Rolnicy uprawiający rośliny uprawne chcieliby ograniczyć stosowanie środków ochrony roślin, ale nie mają odpowiedniej wiedzy na temat możliwych alternatyw. Współpraca między rolnikami, ale także z niezależnymi doradcami rolniczymi, przyspieszyłaby redukcję pestycydów chemicznych.
Takie jest zdanie badaczki Lieneke Bakker w swojej pracy doktorskiej na temat stosowania środków ochrony roślin w holenderskim rolnictwie. Niedawno uzyskała tytuł doktora w tej dziedzinie w Wageningen UR. „Rolnicy są dobrej woli” - mówi Bakker. „Zamierzają używać mniej chemii, ale nie mogą tego zrobić lub nie mogą tego zrobić sami”.
Pod wpływem sąsiada
W ramach swoich badań przeprowadziła ankietę wśród tradycyjnych rolników uprawiających rośliny uprawne i zbadała, co uniemożliwia rolnikom stosowanie mniejszej ilości środków owadobójczych. „Rolnicy uważają, że nie mają odpowiedniej wiedzy na temat możliwych alternatyw. Jest więc luka w wiedzy. Ponadto duży wpływ na nich ma to, co robi sąsiad. Więc patrzą na siebie. ”

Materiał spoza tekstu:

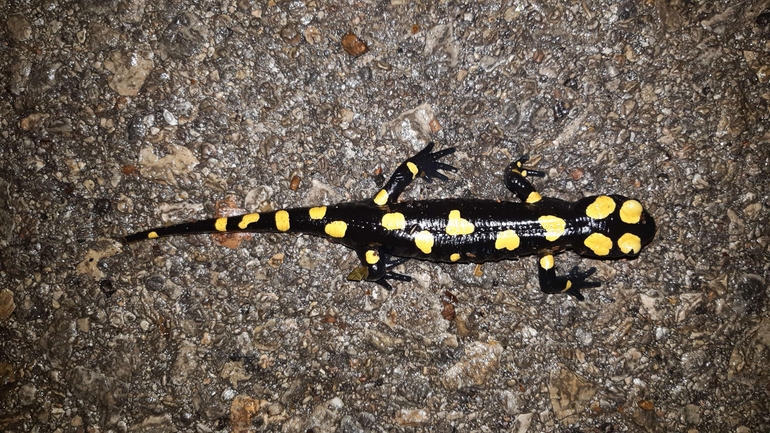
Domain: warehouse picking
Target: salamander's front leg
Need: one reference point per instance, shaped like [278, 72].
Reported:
[515, 180]
[425, 164]
[570, 283]
[376, 267]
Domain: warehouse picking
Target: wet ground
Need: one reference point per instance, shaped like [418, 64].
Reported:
[117, 116]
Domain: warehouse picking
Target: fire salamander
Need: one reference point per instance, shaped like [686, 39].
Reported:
[385, 232]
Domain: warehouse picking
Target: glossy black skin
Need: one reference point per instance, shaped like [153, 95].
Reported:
[366, 234]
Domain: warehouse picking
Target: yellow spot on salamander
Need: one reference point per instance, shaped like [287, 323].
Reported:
[394, 221]
[372, 257]
[336, 229]
[553, 226]
[599, 244]
[457, 225]
[533, 197]
[316, 213]
[424, 241]
[601, 208]
[248, 219]
[381, 198]
[282, 220]
[630, 243]
[507, 239]
[631, 212]
[546, 262]
[412, 169]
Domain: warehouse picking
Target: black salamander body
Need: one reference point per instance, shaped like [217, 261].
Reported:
[385, 232]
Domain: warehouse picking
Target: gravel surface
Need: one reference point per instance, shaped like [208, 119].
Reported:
[120, 115]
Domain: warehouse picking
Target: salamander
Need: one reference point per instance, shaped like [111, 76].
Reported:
[385, 232]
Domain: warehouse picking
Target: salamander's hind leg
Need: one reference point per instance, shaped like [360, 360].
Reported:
[515, 180]
[425, 164]
[376, 267]
[570, 283]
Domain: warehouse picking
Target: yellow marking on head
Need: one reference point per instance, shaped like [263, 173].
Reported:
[381, 198]
[553, 226]
[282, 220]
[221, 224]
[533, 197]
[248, 219]
[630, 243]
[412, 169]
[601, 208]
[372, 257]
[336, 229]
[507, 239]
[457, 225]
[546, 262]
[424, 241]
[599, 244]
[631, 212]
[316, 213]
[394, 221]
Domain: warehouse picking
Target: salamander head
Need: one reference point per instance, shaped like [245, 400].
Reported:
[622, 227]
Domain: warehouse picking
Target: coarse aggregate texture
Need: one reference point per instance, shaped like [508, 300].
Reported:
[120, 115]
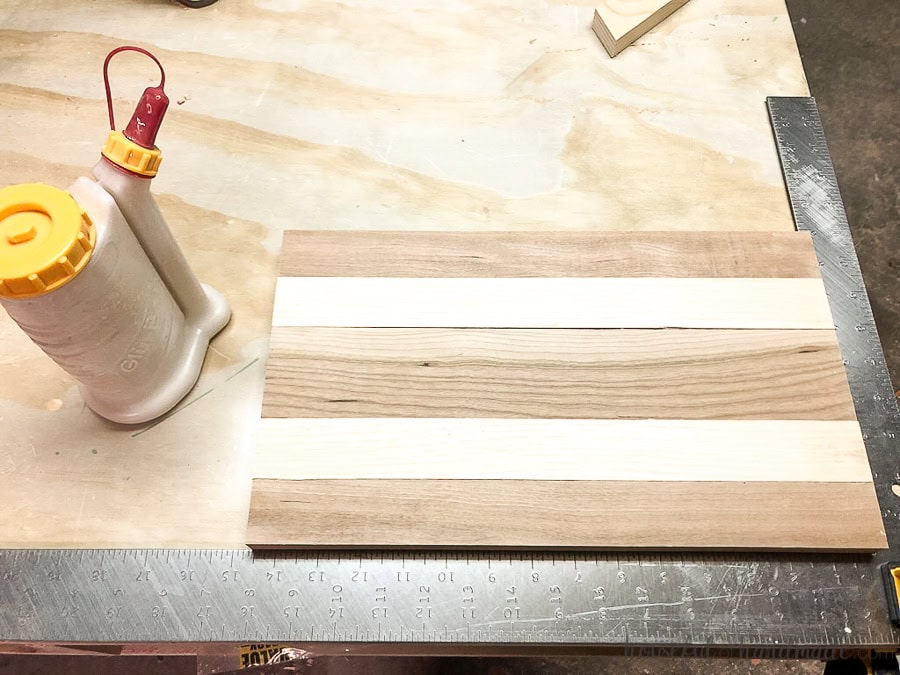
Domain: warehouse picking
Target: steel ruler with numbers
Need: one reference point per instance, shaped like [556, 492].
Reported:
[749, 604]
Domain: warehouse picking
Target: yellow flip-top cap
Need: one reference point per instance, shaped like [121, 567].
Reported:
[45, 239]
[118, 149]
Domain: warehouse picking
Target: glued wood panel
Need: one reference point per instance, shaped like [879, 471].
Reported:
[674, 374]
[551, 303]
[472, 390]
[584, 449]
[557, 514]
[618, 23]
[311, 253]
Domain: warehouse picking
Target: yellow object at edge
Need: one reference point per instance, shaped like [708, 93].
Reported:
[119, 150]
[45, 239]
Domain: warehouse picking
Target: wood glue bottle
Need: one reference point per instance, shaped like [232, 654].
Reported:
[96, 279]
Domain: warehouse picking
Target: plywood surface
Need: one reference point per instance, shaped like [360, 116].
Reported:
[478, 116]
[385, 425]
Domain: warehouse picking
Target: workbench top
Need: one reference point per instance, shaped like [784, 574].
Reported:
[317, 115]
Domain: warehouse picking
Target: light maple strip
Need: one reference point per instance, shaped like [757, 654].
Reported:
[551, 303]
[541, 449]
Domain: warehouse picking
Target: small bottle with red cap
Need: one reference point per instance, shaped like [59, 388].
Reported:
[95, 277]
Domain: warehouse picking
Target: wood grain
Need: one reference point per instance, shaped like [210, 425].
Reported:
[618, 23]
[554, 514]
[553, 449]
[686, 374]
[551, 303]
[311, 253]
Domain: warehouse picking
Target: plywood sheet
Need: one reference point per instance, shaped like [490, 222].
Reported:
[474, 116]
[405, 410]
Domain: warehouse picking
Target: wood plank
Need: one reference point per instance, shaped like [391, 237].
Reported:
[687, 374]
[554, 514]
[551, 303]
[547, 254]
[618, 23]
[540, 449]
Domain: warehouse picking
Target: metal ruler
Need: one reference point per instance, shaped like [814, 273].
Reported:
[747, 604]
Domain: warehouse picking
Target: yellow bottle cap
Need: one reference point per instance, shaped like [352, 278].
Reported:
[45, 239]
[118, 149]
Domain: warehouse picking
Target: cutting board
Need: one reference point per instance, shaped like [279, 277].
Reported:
[592, 390]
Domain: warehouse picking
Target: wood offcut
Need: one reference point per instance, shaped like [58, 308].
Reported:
[618, 23]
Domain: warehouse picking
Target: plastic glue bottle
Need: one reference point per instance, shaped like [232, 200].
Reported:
[94, 276]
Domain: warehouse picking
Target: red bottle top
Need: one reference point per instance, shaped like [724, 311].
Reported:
[150, 110]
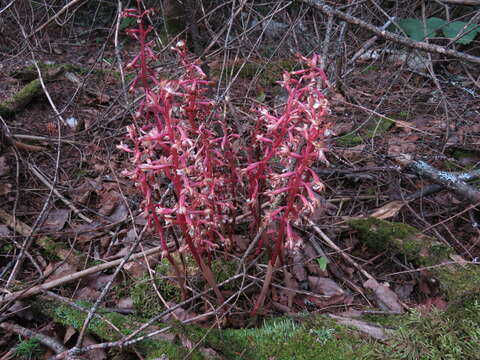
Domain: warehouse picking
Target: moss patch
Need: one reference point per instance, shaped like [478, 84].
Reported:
[375, 127]
[145, 298]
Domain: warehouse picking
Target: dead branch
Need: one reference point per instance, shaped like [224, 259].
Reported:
[43, 339]
[72, 277]
[448, 180]
[320, 5]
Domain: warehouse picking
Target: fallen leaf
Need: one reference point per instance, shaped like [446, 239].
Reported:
[59, 269]
[298, 266]
[82, 193]
[56, 220]
[385, 297]
[87, 293]
[109, 200]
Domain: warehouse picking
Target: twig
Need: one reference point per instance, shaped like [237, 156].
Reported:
[67, 202]
[43, 339]
[320, 5]
[446, 179]
[72, 277]
[54, 17]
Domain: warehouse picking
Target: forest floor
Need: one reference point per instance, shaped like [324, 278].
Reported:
[63, 194]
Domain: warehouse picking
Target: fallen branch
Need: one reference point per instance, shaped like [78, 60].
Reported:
[72, 277]
[43, 339]
[451, 181]
[320, 5]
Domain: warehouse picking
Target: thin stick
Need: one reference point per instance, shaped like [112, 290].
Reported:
[420, 45]
[75, 276]
[336, 248]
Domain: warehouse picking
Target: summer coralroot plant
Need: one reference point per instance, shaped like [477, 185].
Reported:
[180, 142]
[288, 144]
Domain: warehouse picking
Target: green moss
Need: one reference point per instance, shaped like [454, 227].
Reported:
[377, 127]
[28, 349]
[146, 300]
[18, 101]
[349, 140]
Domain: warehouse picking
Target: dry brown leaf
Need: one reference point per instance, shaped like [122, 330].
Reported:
[97, 354]
[388, 210]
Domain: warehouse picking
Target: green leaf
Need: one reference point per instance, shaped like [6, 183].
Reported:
[323, 262]
[126, 23]
[455, 28]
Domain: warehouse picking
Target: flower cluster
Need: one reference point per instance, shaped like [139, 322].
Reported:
[173, 142]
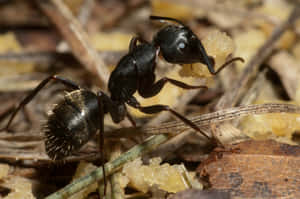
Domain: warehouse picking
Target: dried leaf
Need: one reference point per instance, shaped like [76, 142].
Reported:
[261, 169]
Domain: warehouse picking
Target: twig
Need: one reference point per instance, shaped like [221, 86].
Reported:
[110, 167]
[231, 98]
[206, 119]
[85, 11]
[154, 141]
[74, 34]
[48, 57]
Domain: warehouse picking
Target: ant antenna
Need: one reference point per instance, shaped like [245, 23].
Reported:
[227, 63]
[152, 17]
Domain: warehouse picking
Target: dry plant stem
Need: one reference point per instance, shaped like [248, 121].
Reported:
[206, 119]
[180, 106]
[49, 57]
[154, 141]
[85, 11]
[110, 167]
[230, 10]
[11, 153]
[75, 36]
[231, 97]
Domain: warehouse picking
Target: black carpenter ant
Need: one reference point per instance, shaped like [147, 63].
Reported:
[77, 118]
[179, 45]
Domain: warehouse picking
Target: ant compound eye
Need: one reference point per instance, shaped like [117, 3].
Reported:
[181, 46]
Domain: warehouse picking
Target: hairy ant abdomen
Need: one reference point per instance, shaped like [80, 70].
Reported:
[72, 123]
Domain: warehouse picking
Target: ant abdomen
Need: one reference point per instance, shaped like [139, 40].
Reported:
[71, 124]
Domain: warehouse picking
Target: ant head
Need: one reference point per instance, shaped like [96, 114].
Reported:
[178, 44]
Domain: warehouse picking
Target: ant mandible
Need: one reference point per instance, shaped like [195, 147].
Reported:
[76, 118]
[179, 45]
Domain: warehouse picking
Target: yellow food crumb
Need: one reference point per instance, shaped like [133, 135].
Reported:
[166, 177]
[218, 45]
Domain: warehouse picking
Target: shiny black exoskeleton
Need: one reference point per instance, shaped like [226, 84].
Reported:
[77, 118]
[179, 45]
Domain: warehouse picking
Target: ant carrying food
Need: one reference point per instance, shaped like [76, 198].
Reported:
[80, 114]
[179, 45]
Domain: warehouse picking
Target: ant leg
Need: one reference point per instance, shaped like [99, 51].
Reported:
[159, 108]
[130, 118]
[101, 103]
[33, 93]
[146, 91]
[133, 44]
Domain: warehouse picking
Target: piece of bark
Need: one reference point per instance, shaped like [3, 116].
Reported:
[288, 69]
[256, 169]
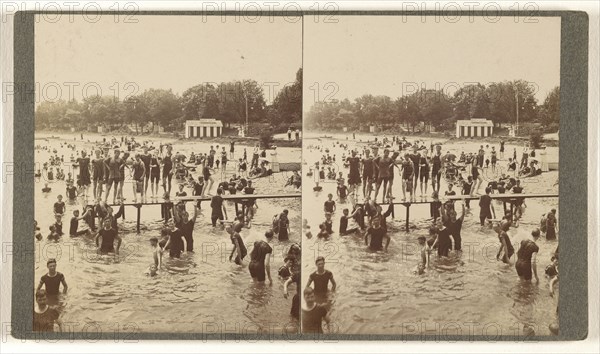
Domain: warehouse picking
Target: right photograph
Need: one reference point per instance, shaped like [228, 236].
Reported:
[430, 164]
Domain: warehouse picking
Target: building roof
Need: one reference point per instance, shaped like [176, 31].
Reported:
[205, 122]
[477, 122]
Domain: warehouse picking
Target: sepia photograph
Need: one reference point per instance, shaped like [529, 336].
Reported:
[430, 158]
[167, 174]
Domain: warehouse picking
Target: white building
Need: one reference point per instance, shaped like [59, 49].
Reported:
[203, 128]
[474, 127]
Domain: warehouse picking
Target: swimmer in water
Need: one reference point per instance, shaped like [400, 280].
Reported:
[375, 235]
[425, 252]
[156, 252]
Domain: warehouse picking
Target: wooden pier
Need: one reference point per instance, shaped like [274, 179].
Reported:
[511, 198]
[167, 204]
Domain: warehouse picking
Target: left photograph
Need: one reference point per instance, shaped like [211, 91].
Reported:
[167, 159]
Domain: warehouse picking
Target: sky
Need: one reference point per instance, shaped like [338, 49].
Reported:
[166, 52]
[389, 55]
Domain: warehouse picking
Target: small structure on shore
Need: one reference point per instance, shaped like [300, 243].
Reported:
[203, 128]
[474, 127]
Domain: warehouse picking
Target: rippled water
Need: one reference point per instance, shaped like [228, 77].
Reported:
[378, 292]
[201, 292]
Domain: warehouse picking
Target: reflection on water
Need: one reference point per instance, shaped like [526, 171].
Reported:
[201, 291]
[380, 293]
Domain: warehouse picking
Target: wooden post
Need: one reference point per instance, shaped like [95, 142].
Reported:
[139, 207]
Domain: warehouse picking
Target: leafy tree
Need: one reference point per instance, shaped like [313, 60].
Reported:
[288, 102]
[550, 111]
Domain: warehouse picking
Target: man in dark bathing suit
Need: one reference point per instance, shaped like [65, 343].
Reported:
[260, 259]
[526, 258]
[354, 175]
[375, 235]
[321, 277]
[98, 175]
[367, 178]
[108, 235]
[84, 173]
[314, 314]
[383, 165]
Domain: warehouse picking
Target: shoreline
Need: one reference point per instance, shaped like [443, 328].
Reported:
[164, 136]
[438, 137]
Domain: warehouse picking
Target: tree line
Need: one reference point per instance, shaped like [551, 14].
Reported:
[227, 101]
[496, 101]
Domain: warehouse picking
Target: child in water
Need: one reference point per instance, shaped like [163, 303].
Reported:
[156, 253]
[424, 264]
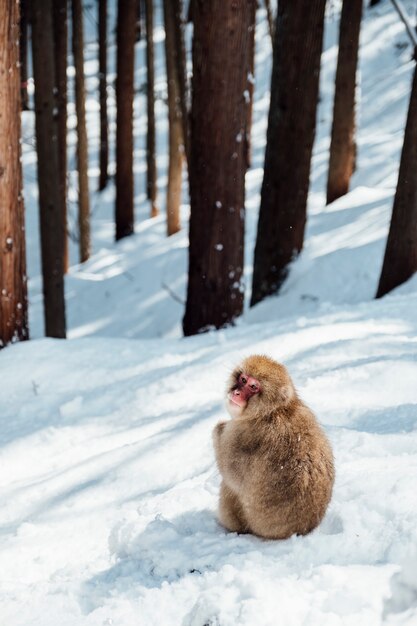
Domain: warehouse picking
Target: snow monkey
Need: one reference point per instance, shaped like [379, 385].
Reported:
[275, 460]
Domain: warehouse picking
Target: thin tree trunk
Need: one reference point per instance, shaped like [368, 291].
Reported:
[221, 64]
[50, 196]
[138, 20]
[251, 84]
[270, 18]
[290, 136]
[13, 287]
[181, 61]
[176, 138]
[400, 260]
[104, 136]
[190, 12]
[151, 137]
[82, 142]
[343, 146]
[60, 20]
[126, 28]
[24, 23]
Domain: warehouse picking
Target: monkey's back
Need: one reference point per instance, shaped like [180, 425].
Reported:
[289, 481]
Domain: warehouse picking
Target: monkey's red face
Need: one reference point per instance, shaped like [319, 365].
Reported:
[246, 386]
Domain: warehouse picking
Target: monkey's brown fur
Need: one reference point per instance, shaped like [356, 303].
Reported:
[275, 460]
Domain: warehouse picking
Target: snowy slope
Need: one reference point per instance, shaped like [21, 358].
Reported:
[108, 485]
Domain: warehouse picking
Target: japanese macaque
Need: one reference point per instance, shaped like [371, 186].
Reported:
[275, 460]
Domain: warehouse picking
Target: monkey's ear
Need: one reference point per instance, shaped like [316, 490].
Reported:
[286, 393]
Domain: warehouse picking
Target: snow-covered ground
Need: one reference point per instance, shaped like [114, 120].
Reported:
[108, 483]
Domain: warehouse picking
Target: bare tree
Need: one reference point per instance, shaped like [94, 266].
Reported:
[126, 30]
[13, 288]
[176, 136]
[400, 260]
[82, 142]
[24, 24]
[221, 64]
[50, 196]
[291, 124]
[343, 146]
[60, 23]
[181, 61]
[251, 84]
[270, 17]
[151, 184]
[104, 133]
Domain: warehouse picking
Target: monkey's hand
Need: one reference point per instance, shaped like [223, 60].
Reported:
[218, 429]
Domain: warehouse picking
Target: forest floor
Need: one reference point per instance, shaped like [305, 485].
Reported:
[108, 484]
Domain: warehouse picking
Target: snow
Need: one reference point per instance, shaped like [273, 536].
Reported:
[108, 484]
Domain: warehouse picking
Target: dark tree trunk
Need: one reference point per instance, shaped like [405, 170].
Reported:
[82, 142]
[291, 131]
[102, 62]
[126, 28]
[24, 23]
[176, 137]
[60, 20]
[50, 197]
[343, 146]
[13, 293]
[150, 89]
[400, 261]
[138, 20]
[221, 64]
[251, 85]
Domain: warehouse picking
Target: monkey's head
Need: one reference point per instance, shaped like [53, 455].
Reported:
[258, 386]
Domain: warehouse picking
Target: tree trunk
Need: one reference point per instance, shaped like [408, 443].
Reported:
[251, 85]
[176, 138]
[82, 142]
[342, 146]
[24, 23]
[102, 61]
[50, 197]
[60, 20]
[13, 288]
[270, 18]
[290, 136]
[221, 64]
[181, 61]
[126, 28]
[400, 261]
[150, 89]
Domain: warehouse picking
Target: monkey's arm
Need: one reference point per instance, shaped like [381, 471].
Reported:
[232, 453]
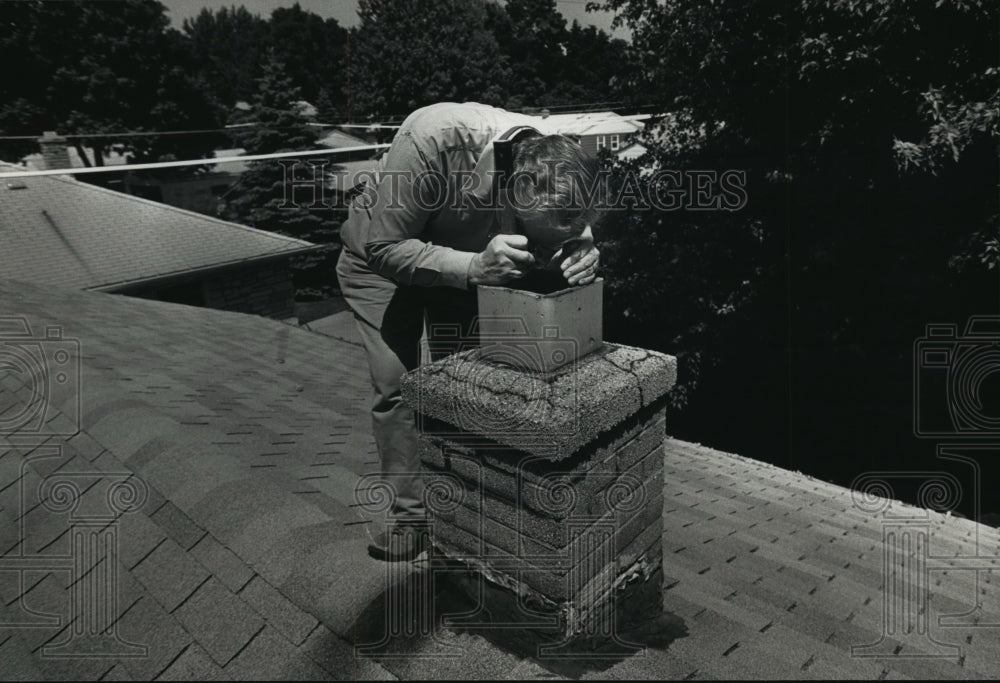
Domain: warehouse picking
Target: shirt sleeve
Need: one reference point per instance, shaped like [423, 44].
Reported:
[406, 198]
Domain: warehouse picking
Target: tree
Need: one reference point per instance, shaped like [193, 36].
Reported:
[87, 67]
[531, 35]
[852, 121]
[278, 127]
[410, 53]
[229, 46]
[264, 197]
[311, 48]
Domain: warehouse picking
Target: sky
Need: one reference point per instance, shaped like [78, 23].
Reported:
[345, 11]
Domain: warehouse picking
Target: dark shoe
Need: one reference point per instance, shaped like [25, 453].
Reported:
[400, 542]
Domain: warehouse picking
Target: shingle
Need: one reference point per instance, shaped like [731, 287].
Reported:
[170, 574]
[219, 620]
[147, 624]
[222, 562]
[290, 621]
[270, 657]
[193, 664]
[164, 367]
[78, 236]
[177, 525]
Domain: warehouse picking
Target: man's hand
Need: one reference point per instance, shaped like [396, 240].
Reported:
[580, 265]
[503, 260]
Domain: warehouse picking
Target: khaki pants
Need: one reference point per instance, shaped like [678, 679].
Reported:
[391, 321]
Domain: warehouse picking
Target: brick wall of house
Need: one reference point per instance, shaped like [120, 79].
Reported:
[260, 289]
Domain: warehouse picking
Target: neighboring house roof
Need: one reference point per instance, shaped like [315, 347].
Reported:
[234, 167]
[338, 138]
[34, 162]
[248, 558]
[64, 233]
[589, 123]
[346, 174]
[633, 151]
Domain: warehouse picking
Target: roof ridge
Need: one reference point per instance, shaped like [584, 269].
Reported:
[186, 212]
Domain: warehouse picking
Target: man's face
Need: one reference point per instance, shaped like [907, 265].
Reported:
[546, 237]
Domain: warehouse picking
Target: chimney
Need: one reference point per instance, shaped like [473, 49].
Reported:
[54, 152]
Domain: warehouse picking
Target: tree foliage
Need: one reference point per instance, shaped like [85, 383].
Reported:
[229, 46]
[99, 68]
[409, 53]
[262, 200]
[868, 132]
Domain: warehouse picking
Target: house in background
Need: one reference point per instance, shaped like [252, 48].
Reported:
[204, 191]
[64, 233]
[596, 131]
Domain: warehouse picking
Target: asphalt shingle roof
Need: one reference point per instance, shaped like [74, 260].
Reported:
[247, 557]
[61, 232]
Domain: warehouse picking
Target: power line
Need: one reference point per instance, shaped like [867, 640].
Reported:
[189, 162]
[579, 107]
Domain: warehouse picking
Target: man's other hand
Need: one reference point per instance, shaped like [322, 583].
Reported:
[504, 259]
[580, 265]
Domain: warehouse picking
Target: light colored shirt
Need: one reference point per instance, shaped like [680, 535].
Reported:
[426, 232]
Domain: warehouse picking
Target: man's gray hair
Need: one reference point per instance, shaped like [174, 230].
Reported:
[554, 180]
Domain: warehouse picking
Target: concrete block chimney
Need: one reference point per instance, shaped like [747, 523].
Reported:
[54, 152]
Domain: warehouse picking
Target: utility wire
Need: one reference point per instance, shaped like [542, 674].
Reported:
[190, 162]
[581, 108]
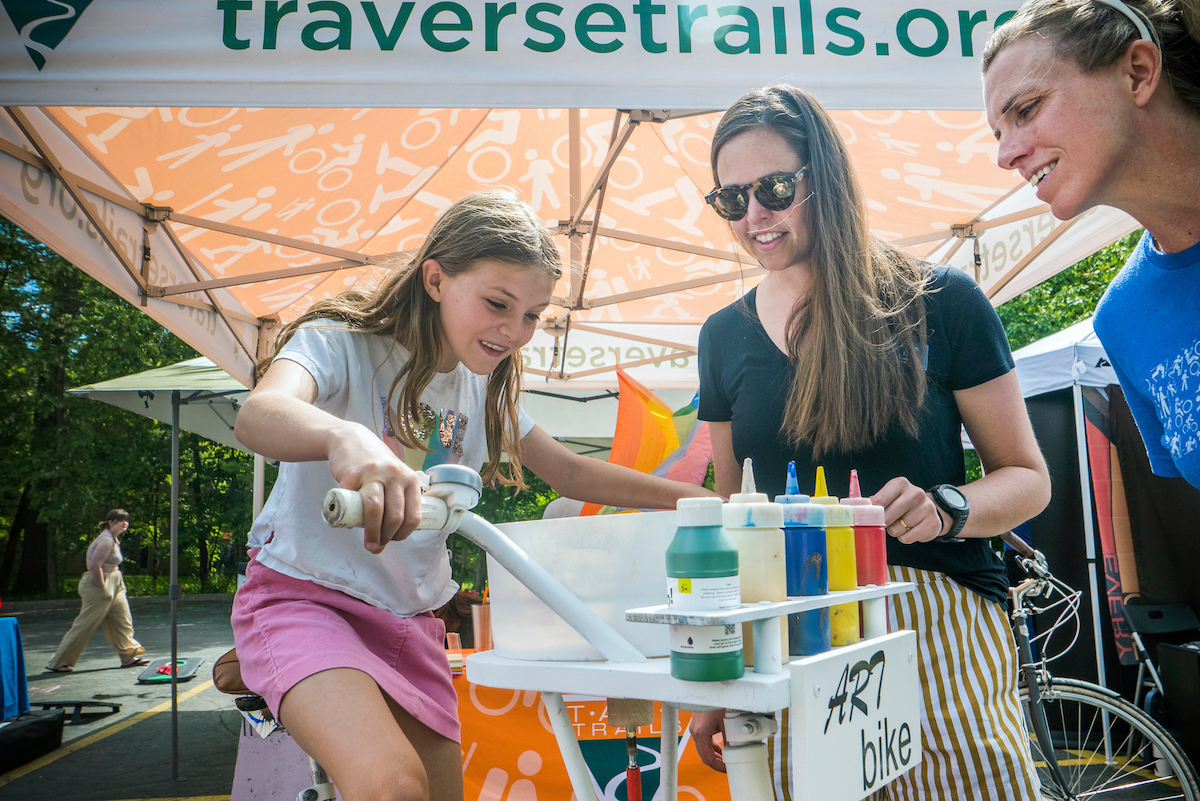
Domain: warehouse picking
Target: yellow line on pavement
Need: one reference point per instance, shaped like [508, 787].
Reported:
[187, 798]
[83, 742]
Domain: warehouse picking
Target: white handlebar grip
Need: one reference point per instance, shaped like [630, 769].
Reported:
[343, 509]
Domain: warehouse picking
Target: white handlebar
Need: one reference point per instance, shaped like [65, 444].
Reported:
[343, 510]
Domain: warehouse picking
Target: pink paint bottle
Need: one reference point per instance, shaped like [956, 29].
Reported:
[870, 555]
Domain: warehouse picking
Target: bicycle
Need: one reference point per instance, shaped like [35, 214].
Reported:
[1087, 740]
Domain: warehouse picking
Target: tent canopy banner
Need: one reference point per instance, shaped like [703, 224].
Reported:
[621, 54]
[226, 222]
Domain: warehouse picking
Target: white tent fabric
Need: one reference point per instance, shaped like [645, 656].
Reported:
[209, 396]
[225, 222]
[210, 399]
[1071, 356]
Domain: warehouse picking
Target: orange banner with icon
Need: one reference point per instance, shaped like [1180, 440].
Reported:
[509, 752]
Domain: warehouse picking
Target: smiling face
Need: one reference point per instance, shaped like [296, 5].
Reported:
[777, 239]
[1066, 131]
[487, 312]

Według Bakkera rolnicy uprawiający rośliny uprawne znajdują się na bieżni stosowania pestycydów. Trudno się z tego wyrwać - mówi naukowiec. Mówi, że współpraca jest niezbędna do zainicjowania zmian.
Niezależne rozszerzenie rolnicze
Opowiada się również za ponownym wprowadzeniem niezależnych usług doradztwa rolniczego. „Kiedyś tam był, ale został wycięty. Rolnicy chcieliby zobaczyć dobre przykłady tego, jak mniej oprysków nadal daje dobre plony. ”
Znaczenie współpracy jest również widoczne w dużym badaniu terenowym przeprowadzonym przez Bakkera. Zmapowała skutki stosowania środków owadobójczych w 38 lokalizacjach w kraju. Dokonano tego poprzez monitorowanie owadów na obrzeżach terenów uprawianych biologicznie i konwencjonalnie. Skoncentrowano się na naturalnych wrogach gatunków szkodników i zapylaczy.
Ćwierć mniej owadów
Bakker odkrył silny związek między szacowanym poziomem użycia środków owadobójczych na większym obszarze (w promieniu jednego kilometra) od krawędzi pola a liczbą owadów. Częste opryski zmniejszają liczbę owadów o jedną czwartą. Nie miało jednak znaczenia, czy ta krawędź pola znajduje się obok pola zarządzanego biologicznie czy konwencjonalnie. „Stosowanie środków owadobójczych wpływa na cały krajobraz” - mówi Bakker.
„Negatywny skutek tego nie ogranicza się zatem do pola, na którym odbywa się oprysk, ale rozprzestrzenia się na środowisko”. W związku z tym „organiczna” krawędź pola będzie musiała radzić sobie z dalszym stosowaniem środków owadobójczych. Bakker: „Wybory poszczególnych rolników wpływają na siebie nawzajem. Aby dokonać prawdziwej zmiany, trzeba szukać rozwiązań w sposób kolektywny. ”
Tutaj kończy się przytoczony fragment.